Ein Mann befestigt eine türkische Flagge auf der Zitadelle in Aleppo. Sie zeigt, wer dort im Moment das Sagen hat ...

Die Türkei versucht in Syrien ein «reset» zu erzwingen

(Red.) Nach dem rasanten Vormarsch der Islamisten in Aleppo tritt die Türkei als neuer Akteur auf und versucht das Schicksal Syriens mitzubestimmen. Nicht zum ersten Mal träumt Staatspräsident Recep Tayyip Erdogan offensichtlich vom Osmanischen Reich. (cm)

Die militante islamistische Gruppe Hayat Tahrir al-Sham (Organisation zur Befreiung der Levante, HTS) hat mit ihrer Militäroffensive auf Aleppo am vergangenen Wochenende so ziemlich alle verblüfft. Bärtige HTS-Kämpfer haben ihre Großoffensive aus der Provinz Idlib im syrischen Nordwesten aus begonnen und konnten innerhalb von nur zwei Tagen ihre Flagge auf der mittelalterlichen Burg Aleppos, der zweitgrössten Stadt Syriens hissen. 
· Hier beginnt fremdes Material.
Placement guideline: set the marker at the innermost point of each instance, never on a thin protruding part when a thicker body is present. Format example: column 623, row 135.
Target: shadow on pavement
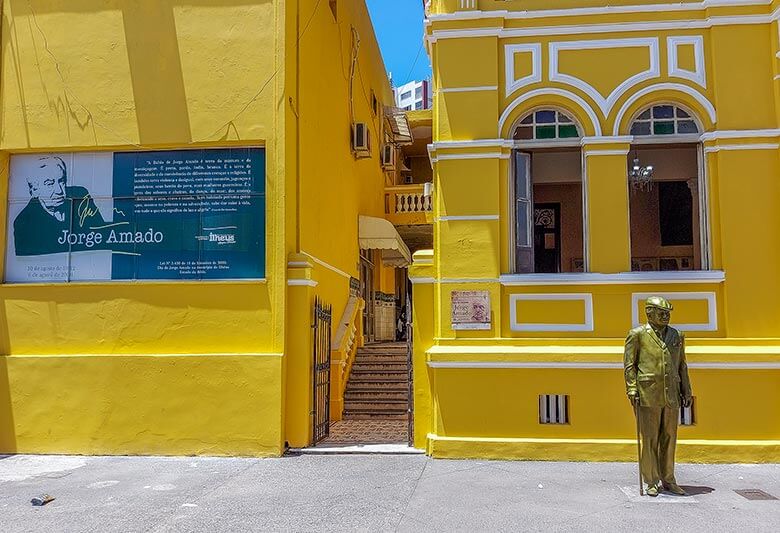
column 695, row 491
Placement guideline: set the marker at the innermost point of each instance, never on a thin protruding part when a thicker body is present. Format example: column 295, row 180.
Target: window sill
column 625, row 278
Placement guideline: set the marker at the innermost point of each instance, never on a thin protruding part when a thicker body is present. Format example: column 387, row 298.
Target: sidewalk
column 371, row 493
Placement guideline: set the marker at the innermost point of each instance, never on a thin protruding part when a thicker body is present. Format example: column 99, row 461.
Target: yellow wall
column 482, row 386
column 172, row 368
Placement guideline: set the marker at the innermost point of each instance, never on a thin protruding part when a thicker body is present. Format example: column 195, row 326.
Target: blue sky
column 399, row 29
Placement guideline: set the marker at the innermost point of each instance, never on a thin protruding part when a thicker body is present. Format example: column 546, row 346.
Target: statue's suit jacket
column 656, row 367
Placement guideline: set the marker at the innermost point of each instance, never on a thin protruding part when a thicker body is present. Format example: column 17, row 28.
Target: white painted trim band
column 589, row 153
column 586, row 11
column 301, row 283
column 486, row 155
column 709, row 297
column 585, row 298
column 593, row 366
column 629, row 278
column 737, row 147
column 468, row 217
Reise in die Vergangenheit

Für manche militanten Kämpfer handelte sich um eine Reise in die Vergangenheit: Im Jahr 2016 war die syrische Opposition in Aleppo von den syrischen Truppen Bassar Al-Assads vernichtend geschlagen worden und hatten gemäss einem Waffenstillstandsabkommen sich in die Provinz Idlib zurückzuziehen. In ihrem Tross zogen damals auch unzählige Flüchtlinge mit, meist Familienmitglieder der Kämpfer oder solche, die sich der syrischen Opposition nahe fühlten. In Idlib, das direkt an die Türkei grenzt, leben seither bis zu vier Millionen Menschen, meist in erbärmlichen Flüchtlingscamps zusammengepfercht. 

Im Laufe der Jahre konnte die dschihadistische Hayat Tahrir al-Sham (HTS) nach blutigen Machtkämpfen unter Idlibs diversen oppositionellen Gruppierungen zuletzt die Macht an sich reissen. Als Al-Qaida-Ableger, der von den USA, Russland und selbst von der Türkei als Terrorgruppe eingestuft wird, gelang es ihr, Idlib zu einer wahren Hochburg ausbauen. 

Syrische Heilsregierung gemäßigt oder nur grausam

Informationen drangen nur selten aus dem isolierten Gebiet, auch weil der Presse jeder Zugang in die Region verwahrt blieb. Was die Außenwelt über den Alltag von Idlibs Zivilisten erreicht, ist widersprüchlich. In den letzten Jahren habe die HTS versucht, ein weniger radikales Gesicht zu zeigen, indem sie auf Christen und andere Minderheiten zugegangen sei, heisst es einerseits. Unter dem Banner der so genannten «Syrischen Heilsregierung» beherrscht die HTS eine autonome Zone «mit Grausamkeiten, Folter, Massenverhaftungen und Hinrichtungen, die laut dem jüngsten Bericht der Unabhängigen Internationalen Untersuchungskommission der Vereinten Nationen für Syrien, der ansonsten Verbrechen der syrischen Regierung dokumentiert, «möglicherweise Kriegsverbrechen darstellen», so die anderen Informationen.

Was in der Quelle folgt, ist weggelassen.